Poetic Justice

The triumph of reason is not normally what one thinks of when listening to the news. Instead we’re punished with repeated circular obfuscations by partisan politicians seemingly greedy to preserve their employment. While it is difficult if not impossible to contradict their ambition, their thesis imposes disruption and inconstancy. The global pandemic has reduced many to impossible recovery. The plight is especially topical in the United States of America because its lame duck president, instead of focusing upon health improvement as an economic device, persists to enflame unsubstantiated claims of voter fraud as the reason for his recent defeat. Meanwhile the exhausted public – including even the pundits – recoil in dismay and resignation. These plain emotions have been captured by Rocci Fisch.
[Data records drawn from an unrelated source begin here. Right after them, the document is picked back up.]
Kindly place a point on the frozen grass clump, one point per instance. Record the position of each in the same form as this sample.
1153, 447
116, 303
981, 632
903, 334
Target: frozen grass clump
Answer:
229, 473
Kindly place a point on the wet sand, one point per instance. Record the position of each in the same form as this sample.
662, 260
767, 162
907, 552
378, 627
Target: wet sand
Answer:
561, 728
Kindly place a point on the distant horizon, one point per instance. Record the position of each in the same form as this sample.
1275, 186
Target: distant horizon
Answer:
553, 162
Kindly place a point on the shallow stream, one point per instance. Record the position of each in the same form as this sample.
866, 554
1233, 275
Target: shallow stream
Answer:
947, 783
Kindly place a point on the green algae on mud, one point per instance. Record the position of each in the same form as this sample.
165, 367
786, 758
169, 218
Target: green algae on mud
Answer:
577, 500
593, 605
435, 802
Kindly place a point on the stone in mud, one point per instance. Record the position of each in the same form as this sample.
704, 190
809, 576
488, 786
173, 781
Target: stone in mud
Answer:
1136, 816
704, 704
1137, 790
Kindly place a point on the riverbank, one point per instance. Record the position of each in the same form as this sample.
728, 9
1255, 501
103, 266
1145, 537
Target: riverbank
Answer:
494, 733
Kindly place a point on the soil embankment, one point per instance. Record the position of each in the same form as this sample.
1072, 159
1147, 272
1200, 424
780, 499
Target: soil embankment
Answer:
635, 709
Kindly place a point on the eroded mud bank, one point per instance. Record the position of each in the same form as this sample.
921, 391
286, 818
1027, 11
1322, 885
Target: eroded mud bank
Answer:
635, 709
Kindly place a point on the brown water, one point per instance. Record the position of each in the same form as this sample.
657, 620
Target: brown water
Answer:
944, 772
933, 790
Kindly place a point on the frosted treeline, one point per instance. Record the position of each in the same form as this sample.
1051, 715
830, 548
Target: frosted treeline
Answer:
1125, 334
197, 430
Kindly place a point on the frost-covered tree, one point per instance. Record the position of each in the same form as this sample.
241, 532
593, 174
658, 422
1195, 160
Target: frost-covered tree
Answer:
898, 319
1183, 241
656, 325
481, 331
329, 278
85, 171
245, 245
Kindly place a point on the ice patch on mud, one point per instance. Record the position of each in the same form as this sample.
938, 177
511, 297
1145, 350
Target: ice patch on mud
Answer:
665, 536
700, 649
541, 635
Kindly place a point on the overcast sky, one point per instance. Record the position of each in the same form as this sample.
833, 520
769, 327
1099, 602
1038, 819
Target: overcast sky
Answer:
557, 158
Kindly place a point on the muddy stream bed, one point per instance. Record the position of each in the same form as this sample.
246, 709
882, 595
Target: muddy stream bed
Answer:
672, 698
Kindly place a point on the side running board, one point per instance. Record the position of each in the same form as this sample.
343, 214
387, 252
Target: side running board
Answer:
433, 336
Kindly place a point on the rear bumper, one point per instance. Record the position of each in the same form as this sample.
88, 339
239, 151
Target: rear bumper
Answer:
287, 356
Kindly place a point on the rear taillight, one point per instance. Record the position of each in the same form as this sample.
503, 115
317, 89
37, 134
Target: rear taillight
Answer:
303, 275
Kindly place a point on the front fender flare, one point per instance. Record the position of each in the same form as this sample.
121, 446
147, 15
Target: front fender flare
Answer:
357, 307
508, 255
I met Rocci Fisch more years ago than I can now recall with certainty, possibly forty years ago maybe more. From the moment of our first encounter – at a local subterranean oasis of refreshment on Cape Cod at the end of the season – it was apparent that he spoke freely and directly. He asked for a cigarette – actually his proposition was somewhat more succinct – and he punctuated it with an equal liberty about having it lit for him! We both howled with delight! It was an introduction to blunt conversation on a comic scale. I have since become acquainted with Fisch’s imperative to summarize the national flavour of Americans. He reminds me of the artists and photographers who accompanied the soldiers in international conflict – those neutral recorders of history in a digestible format. Poetry has forever been an amusement and anodyne for an anxious reader. The condensed vehicle for expression affords a ready acknowledgement of spirit.

The desk looked puny
There wasn’t much roomy
From the White House came the president
His first press conference since the election-did it set a precedent
He looked like he was in a doll house
But it didn’t seem to make him grouse
He did, however, become irritated
When a question about conceding became ill fated
The reporter kept repeating
Trump kept proceding
“Don’t talk to me that way. You’re just a lightweight. I’m the president of the United States,” the commander in chief did say
But if the Electoral College verifies the vote, he said he’d go his own way
Tomorrow Biden starts getting the PDB
What, you say, might that be
The President’s Daily Briefing he finally gets
Permission granted. It’s about time, you bet
The virus disrupts
NFL, it interrupts
Forty-Niners, Broncos, quarterbacks
Testing positive, players sacked
Thanksgiving Day Macy’s Parade
It still happened, wasn’t delayed
Limited to one block
Corona considerations, it took stock
But a good job they all did
Despite Covid
No more sitting on Santa Claus’s lap
Safe-distanced, the kids stand up and away, tradition is scrapped
In Denmark he’s in a globe like the boy in the bubble
Staying safe, avoiding trouble
Ninety-One thousand Americans now hospitalized
These growing figures we detest, we despise
Hunger is here, the foodbanks are full
No stimulus check, people feel the pull
Remote learning, on kids takes its toll
Isolation, depression, closeness it stole
The holidays here but not without fear
But relief is in sight, a vaccine(s) is here
Thank you to science, without you more deaths
But let’s see what works, we’ll hold our breaths
The man who played Vader, the man behind the mask
David Charles Prowse just died, he rose to the task
Mike Tyson’s in shape, returns to the ring
Bout called a draw, but more fighting he’ll bring
A monolith appeared in the desert in Utah, a baffling sight
A twelve foot high monument in triangle form, imaginations took flight
2001? Looked just like the movie
But object now gone, I thought it was groovy

Rocci Fisch©

Notably, poetic justice does not merely require that vice be punished and virtue rewarded, but also that logic triumph. If, for example, a character is dominated by greed for most of a romance or drama, they cannot become generous. The action of a play, poem, or fiction must obey the rules of logic as well as morality. During the late 17th century, critics pursuing a neo-classical standard would criticize William Shakespeare in favor of Ben Jonson precisely on the grounds that Shakespeare’s characters change during the course of the play. When Restoration comedy, in particular, flouted poetic justice by rewarding libertines and punishing dull-witted moralists, there was a backlash in favor of drama, in particular, of more strict moral correspondence.